Effects of Vaccination against GDF9 and BMP15 on Fertility and Ovarian Function in the White-tailed Deer
- Author(s): Eckery, Douglas C.;
- Miller, Lowell A.;
- Killian, Gary J.;
- DeNicola, Anthony J.
- et al.
Published Web Locationhttps://doi.org/10.5070/V426110697
The physiological mechanisms controlling ovarian follicular growth and ovulation involve a complex exchange of systemic signals and a localized exchange of molecules between the oocyte and surrounding somatic cells. It has been demonstrated that the oocyte itself plays an essential role in regulating these processes by secreting two key regulatory proteins: bone morphogenetic protein-15 (BMP15) and growth and differentiation factor-9 (GDF9). Natural mutations in their expression and vaccination against these growth factors have been shown to cause sterility in sheep. The aim of this 3-year study was to determine the effect of vaccination against GDF9 and BMP15 on fertility in female white-tailed deer. Does were randomly assigned to two groups (n = 10/group). Each doe received a primary vaccination followed by a booster 47 days later. After the first year, a subset of animals (n = 4-5/group) received an additional booster vaccination. Blood samples were collected at regular intervals to determine antibody titers and progesterone concentrations.

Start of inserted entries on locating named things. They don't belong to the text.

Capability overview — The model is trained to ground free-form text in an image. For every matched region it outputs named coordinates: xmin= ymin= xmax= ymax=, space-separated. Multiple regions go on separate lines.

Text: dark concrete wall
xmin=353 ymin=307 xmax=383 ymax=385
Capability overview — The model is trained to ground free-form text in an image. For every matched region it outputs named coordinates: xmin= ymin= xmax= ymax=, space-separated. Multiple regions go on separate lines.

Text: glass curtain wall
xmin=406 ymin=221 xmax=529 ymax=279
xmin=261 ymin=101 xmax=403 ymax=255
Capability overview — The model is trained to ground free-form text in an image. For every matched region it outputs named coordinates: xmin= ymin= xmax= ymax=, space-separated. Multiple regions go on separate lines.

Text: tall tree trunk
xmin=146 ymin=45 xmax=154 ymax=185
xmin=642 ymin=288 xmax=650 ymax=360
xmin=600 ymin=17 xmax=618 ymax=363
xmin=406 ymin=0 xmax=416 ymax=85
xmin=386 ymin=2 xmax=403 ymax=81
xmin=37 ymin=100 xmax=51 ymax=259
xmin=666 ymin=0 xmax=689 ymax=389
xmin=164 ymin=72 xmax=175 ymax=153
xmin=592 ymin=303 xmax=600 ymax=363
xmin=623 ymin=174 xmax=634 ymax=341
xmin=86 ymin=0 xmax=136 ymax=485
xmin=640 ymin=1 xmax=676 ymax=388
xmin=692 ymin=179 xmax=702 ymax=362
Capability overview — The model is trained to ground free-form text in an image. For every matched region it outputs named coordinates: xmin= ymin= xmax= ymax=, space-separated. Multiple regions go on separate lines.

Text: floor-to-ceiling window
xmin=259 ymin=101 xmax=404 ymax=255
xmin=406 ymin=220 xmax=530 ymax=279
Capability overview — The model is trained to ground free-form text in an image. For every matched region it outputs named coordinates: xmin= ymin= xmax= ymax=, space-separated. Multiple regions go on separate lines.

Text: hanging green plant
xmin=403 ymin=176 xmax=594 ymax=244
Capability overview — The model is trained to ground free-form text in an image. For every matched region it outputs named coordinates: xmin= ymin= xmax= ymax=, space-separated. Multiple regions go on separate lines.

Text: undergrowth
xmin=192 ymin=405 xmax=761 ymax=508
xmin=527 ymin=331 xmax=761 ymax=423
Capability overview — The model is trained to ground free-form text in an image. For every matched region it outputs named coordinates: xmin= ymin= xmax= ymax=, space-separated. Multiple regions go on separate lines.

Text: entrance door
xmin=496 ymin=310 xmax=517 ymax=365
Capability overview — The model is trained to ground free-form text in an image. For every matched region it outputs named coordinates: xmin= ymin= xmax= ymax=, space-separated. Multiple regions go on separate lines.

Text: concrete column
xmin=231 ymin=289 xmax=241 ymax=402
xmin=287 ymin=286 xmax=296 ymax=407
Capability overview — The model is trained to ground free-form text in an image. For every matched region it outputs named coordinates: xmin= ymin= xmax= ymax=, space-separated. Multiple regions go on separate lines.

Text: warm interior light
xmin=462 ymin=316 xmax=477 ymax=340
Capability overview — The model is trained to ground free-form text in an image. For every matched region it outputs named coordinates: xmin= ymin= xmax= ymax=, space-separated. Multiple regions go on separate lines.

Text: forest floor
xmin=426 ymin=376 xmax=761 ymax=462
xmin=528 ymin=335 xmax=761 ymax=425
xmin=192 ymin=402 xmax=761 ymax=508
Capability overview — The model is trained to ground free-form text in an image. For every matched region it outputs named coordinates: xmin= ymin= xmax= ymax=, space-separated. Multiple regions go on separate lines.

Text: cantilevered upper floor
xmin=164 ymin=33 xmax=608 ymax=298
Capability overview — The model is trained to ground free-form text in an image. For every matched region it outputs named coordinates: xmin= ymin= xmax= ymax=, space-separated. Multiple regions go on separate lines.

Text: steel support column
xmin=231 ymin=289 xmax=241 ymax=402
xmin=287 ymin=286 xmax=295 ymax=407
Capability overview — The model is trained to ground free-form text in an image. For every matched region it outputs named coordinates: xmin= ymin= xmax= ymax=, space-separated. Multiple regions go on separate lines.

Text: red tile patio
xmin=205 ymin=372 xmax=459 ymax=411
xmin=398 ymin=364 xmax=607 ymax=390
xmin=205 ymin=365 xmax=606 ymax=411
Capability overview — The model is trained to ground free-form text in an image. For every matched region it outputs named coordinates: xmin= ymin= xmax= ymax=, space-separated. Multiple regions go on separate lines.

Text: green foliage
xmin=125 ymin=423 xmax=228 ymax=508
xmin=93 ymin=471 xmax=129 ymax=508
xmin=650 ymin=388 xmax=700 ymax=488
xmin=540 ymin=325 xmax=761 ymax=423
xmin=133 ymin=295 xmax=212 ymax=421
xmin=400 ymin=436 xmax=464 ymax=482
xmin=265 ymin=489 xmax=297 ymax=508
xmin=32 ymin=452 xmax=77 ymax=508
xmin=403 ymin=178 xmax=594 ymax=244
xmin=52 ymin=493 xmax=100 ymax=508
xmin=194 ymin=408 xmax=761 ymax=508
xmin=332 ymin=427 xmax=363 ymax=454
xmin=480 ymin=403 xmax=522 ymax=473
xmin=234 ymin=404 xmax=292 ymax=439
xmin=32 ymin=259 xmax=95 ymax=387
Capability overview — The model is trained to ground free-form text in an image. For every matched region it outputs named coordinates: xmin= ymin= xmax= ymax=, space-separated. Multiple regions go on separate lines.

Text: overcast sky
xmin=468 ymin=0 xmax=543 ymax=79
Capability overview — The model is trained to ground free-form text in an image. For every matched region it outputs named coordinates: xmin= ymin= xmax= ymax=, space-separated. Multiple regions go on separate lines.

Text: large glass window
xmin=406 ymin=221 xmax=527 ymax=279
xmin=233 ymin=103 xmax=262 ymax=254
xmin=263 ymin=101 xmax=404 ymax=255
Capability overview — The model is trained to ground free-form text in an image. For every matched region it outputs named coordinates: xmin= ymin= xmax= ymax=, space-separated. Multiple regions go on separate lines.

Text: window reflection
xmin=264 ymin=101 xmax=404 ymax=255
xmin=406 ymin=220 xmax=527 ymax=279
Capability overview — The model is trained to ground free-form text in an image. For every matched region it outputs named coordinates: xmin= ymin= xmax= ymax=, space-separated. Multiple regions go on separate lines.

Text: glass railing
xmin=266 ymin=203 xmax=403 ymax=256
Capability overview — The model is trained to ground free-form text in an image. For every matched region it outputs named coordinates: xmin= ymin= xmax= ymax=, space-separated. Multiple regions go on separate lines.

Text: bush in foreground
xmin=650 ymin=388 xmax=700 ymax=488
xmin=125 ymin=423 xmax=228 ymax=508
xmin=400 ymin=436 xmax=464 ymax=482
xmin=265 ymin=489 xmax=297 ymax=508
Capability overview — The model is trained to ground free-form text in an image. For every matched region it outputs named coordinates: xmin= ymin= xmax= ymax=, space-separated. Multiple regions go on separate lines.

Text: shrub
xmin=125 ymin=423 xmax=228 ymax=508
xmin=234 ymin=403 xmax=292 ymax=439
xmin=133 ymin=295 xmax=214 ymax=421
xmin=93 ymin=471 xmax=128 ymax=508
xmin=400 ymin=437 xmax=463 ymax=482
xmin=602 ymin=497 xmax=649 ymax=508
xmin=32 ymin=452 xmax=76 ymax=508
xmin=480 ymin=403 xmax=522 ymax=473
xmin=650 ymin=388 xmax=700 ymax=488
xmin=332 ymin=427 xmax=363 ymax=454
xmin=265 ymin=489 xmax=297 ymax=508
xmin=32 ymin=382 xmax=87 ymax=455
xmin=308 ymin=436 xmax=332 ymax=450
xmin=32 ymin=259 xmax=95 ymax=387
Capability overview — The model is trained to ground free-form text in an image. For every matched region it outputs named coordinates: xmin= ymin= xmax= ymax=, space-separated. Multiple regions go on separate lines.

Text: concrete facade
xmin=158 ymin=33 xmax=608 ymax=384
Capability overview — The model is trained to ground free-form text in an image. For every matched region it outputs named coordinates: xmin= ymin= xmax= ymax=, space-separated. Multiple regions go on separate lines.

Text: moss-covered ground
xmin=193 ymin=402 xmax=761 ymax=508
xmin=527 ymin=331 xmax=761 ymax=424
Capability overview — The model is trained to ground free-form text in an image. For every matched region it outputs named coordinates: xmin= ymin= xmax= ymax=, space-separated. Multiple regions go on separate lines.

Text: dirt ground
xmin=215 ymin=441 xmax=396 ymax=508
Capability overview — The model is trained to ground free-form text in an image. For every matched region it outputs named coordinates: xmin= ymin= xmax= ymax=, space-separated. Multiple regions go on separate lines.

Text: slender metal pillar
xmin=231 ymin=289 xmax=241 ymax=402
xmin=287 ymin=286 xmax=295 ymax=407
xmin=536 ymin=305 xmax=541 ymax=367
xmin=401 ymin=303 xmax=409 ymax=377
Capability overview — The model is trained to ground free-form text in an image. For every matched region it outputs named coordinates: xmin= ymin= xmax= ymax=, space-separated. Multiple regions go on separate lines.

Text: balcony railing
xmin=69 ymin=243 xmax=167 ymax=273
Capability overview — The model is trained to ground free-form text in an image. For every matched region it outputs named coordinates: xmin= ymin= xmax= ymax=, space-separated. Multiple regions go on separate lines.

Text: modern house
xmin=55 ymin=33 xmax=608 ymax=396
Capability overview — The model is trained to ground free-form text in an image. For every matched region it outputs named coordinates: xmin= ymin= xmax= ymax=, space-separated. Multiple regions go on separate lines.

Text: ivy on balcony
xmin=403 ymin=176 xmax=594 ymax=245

Early pregnancy was assessed by ultrasound, and fawning was subsequently monitored. For the BMP15 group, over the 3 years 80%, 100%, and 75% of does fawned with fawning rates of 2.4, 3.5, and 3.3 fawns/doe, respectively. For the GDF9 group, 80%, 25%, and 25% of does fawned with fawning rates of 2.6, 1, and 2 fawns/doe, respectively. The fawning rate of untreated animals in the herd was 1.8 fawns/doe. Although all animals in the BMP15 group had high antibody titers, they were not made infertile, and they became more fecund. Most animals in the GDF9 group had high antibody titers, but fecundity was not affected the first year; however, they were made infertile in Years 2 and 3. Results from this study demonstrate that vaccination against GDF9 has potential to control fertility in deer. Further research will be required to determine the appropriate timing for administering the vaccine and the longevity of effect.